Oral Representations Did Not Modify Written Terms of a Plan

In an unpublished opinion, Watson v. Consolidated Edison Co. of New York, Inc., 2010 WL 1564654 (2nd Cir. Apr. 20, 2010), the Second Circuit Court of Appeals held that claims related to an employer's and plan administrator's oral promises failed because the oral promises contradicted the plan's unambiguous terms.

The court stated that because ERISA requires a written employee benefit plan, oral promises are unenforceable under ERISA and cannot vary the terms of the plan. 

Watson was decided in the context of a claim for breach of fiduciary duty based on an ERISA fiduciary making oral statements that misrepresented the terms of the plan.  The court stated, based on Second Circuit case law, that a plan administrator has a fiduciary duty to not make material misrepresentations regarding the availability of future plan benefits.  If an ERISA fiduciary makes guarantees regarding future benefits that misrepresents present facts, the statements are material if they would induce a reasonable person to rely on them.  The court stated based on Second Circuit case law that the party alleging a breach of fiduciary duty must point to a written statement purporting to alter the terms of the plan.  When a party instead points to an oral statement that contradicts the unambiguous terms of the plan, the party does not have a claim for a breach of fiduciary duty because it was not reasonable for them to rely on an oral statement that contradicts the terms of the plan.


ERISA Preempts Utah Insurance Regulation Governing Discretionary Review Clauses

In Hancock v.

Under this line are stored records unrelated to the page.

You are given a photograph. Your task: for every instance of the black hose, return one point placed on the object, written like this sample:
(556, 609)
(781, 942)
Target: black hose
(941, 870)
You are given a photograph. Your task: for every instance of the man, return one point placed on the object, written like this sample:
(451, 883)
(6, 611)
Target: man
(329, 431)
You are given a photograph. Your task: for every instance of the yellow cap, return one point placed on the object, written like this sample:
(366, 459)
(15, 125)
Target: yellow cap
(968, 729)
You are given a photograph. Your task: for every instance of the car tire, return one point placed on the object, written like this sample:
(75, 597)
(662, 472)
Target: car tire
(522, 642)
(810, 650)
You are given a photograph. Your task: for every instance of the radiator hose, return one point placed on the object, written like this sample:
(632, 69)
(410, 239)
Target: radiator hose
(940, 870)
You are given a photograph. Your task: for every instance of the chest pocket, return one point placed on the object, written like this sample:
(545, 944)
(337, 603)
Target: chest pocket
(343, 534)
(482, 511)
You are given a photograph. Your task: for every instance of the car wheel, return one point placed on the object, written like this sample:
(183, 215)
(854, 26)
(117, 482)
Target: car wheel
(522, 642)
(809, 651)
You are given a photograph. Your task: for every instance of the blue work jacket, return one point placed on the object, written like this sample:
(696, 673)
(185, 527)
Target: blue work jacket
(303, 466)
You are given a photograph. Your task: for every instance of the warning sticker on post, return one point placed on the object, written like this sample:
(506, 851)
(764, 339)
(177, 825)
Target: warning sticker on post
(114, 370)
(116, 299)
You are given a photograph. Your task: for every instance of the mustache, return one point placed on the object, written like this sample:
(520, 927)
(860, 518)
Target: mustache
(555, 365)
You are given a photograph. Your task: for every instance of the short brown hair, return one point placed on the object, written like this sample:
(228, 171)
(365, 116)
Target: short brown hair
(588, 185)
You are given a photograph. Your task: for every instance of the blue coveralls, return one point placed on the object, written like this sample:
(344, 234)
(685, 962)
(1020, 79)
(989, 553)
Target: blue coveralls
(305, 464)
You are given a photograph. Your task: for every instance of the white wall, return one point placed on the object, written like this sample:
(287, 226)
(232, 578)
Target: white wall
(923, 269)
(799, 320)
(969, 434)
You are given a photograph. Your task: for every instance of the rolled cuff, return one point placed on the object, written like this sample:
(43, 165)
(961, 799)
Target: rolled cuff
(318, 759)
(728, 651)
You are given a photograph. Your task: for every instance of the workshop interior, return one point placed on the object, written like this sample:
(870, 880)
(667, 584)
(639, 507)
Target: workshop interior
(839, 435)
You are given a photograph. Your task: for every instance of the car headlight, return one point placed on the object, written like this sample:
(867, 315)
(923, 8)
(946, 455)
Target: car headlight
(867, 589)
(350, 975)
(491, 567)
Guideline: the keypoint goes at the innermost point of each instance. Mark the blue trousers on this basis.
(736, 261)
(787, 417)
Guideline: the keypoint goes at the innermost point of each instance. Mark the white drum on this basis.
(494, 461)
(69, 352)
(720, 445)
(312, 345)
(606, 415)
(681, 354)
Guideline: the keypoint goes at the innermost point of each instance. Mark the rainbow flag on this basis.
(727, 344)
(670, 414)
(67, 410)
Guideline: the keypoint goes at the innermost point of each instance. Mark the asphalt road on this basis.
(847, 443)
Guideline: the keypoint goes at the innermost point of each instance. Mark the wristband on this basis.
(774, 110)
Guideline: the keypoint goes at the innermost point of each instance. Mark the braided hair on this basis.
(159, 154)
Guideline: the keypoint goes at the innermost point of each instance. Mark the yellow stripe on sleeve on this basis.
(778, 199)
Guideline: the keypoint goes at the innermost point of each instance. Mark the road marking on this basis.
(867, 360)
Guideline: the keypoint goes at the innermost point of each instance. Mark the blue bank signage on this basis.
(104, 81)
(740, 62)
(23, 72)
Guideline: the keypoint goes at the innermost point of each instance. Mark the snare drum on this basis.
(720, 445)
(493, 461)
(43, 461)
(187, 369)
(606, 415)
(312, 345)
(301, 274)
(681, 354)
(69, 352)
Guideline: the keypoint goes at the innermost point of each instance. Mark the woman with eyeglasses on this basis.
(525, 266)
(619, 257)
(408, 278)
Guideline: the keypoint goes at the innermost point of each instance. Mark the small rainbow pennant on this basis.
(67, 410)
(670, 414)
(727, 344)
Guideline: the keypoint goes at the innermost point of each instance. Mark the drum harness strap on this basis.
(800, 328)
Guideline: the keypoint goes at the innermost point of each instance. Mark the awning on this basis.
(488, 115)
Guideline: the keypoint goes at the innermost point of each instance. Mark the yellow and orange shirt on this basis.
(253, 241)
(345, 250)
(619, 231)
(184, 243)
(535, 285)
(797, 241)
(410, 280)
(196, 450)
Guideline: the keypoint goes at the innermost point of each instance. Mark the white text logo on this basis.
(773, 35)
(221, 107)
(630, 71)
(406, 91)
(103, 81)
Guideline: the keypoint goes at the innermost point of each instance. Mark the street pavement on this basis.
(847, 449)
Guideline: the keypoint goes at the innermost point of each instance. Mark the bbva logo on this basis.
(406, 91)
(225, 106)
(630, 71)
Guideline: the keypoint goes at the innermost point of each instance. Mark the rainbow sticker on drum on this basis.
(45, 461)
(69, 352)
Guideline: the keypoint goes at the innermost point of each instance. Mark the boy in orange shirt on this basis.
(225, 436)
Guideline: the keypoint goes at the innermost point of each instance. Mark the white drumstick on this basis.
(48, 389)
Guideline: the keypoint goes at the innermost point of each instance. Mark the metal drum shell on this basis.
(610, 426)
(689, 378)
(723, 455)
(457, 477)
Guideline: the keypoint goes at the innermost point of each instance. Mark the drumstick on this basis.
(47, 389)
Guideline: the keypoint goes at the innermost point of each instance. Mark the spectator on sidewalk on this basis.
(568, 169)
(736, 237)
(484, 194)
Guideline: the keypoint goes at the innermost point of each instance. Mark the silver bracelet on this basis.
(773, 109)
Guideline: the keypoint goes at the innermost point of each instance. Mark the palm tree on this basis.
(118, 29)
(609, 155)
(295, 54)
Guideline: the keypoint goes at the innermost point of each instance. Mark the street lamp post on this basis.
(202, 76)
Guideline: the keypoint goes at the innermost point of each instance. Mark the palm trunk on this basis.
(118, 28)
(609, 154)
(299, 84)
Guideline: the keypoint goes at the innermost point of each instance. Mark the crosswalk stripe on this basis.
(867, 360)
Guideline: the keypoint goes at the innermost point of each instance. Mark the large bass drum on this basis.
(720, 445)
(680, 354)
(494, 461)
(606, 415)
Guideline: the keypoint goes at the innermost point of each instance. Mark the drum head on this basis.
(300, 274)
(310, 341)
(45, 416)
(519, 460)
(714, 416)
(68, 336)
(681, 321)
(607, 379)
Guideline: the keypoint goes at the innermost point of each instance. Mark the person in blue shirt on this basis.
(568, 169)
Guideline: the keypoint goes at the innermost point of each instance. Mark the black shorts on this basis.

Metropolitan Life Ins. Co., 590 F.3d 1141 (10th Cir. 2009), the Tenth Circuit Court of Appeals held that ERISA preempts a Utah regulation governing the format of clauses in insurance policies that give an employee benefit plan administrator discretion when interpreting the plan terms and awarding benefits. The Utah regulation imposed a ban on such "reservation-of-discretion clauses" in insurance policies with an exception for employee benefit plans governed by ERISA.  The regulation provided that ERISA employee benefit plans must contain certain language and be in at least 12 point bold font.  

The Tenth Circuit held that ERISA preempted the Utah regulation because it did not meet the second part of the Miller test for determining whether a state law regulates insurance.  See Kentucky Ass'n of Health Plans v. Miller, 538 U.S. 329, 342.  If both parts of the Miller test are met, the rule falls within ERISA's savings clause, 29 U.S.C. § 1142(b)(2)(A), exempting from ERISA preemption states laws relating to employee benefit plans that regulate insurance, banking or securities.  The second part of the Miller test requires a state law to substantially affect the risk pooling arrangement between the insurer and the insured in order for the state law to be found to regulate insurance.  The court in Hancock held that the Utah regulation did not substantially affect the risk pooling arrangement because it related more to the form, not the substance of the discretionary clause.  The Utah rule did not remove the option of insurer discretion and thus did not affect who gets the risk pool or prescribe conditions under which insurers must pay for assumed risks. As a result, the court held that the Utah rule was preempted by ERISA.  The Court noted that if the Utah rule had imposed a blanket prohibition on the use of discretion-granting clauses, this would be a different case.

Colorado Insurance Statute Prohibits Discretionary Clauses in Employee Benefit Plans Issued in Colorado by Insurers

Colorado Revised Statute Section 10-3-1116, which governs regulation of insurance companies, prohibits an insurance policy, insurance contract or plan that is "issued" in Colorado and that offers health and disability benefits from containing a provision that reserves discretion to the insurer, plan administrator, or claim administrator to interpret the terms of the plan or determine eligibility for benefits.

Based on federal case law, it appears that this statute is not preempted by ERISA and falls within ERISA's savings clause.  29 U.S.C. § 1144(b)(2)(A).



Insurer's Discretionary Review Clauses May Be Subject to State Law Prohibiting Same

The United States Supreme Court declined to review a decision from the Ninth Circuit Court of Appeals, Standard Ins. Co. v. Morrison, 584 F.3d 837 (9th Cir. 2009), holding that a state's practice (though its insurance commissioner) of disapproving insurance policies that give insurers discretion to determine benefits and construct the terms of an employee benefit plan is not preempted by ERISA. 

Several states have laws that prevent an insurer from adding such a discretionary clause to an policy governing employee benefits.  As a result of the Supreme Court's decision not to review the Standard Ins. Co. case, courts faced with the question whether these state laws are preempted by ERISA may be inclined to hold that they are not  thereby legislating a de novo  standard of review when insurers companies may employee benefit decisions.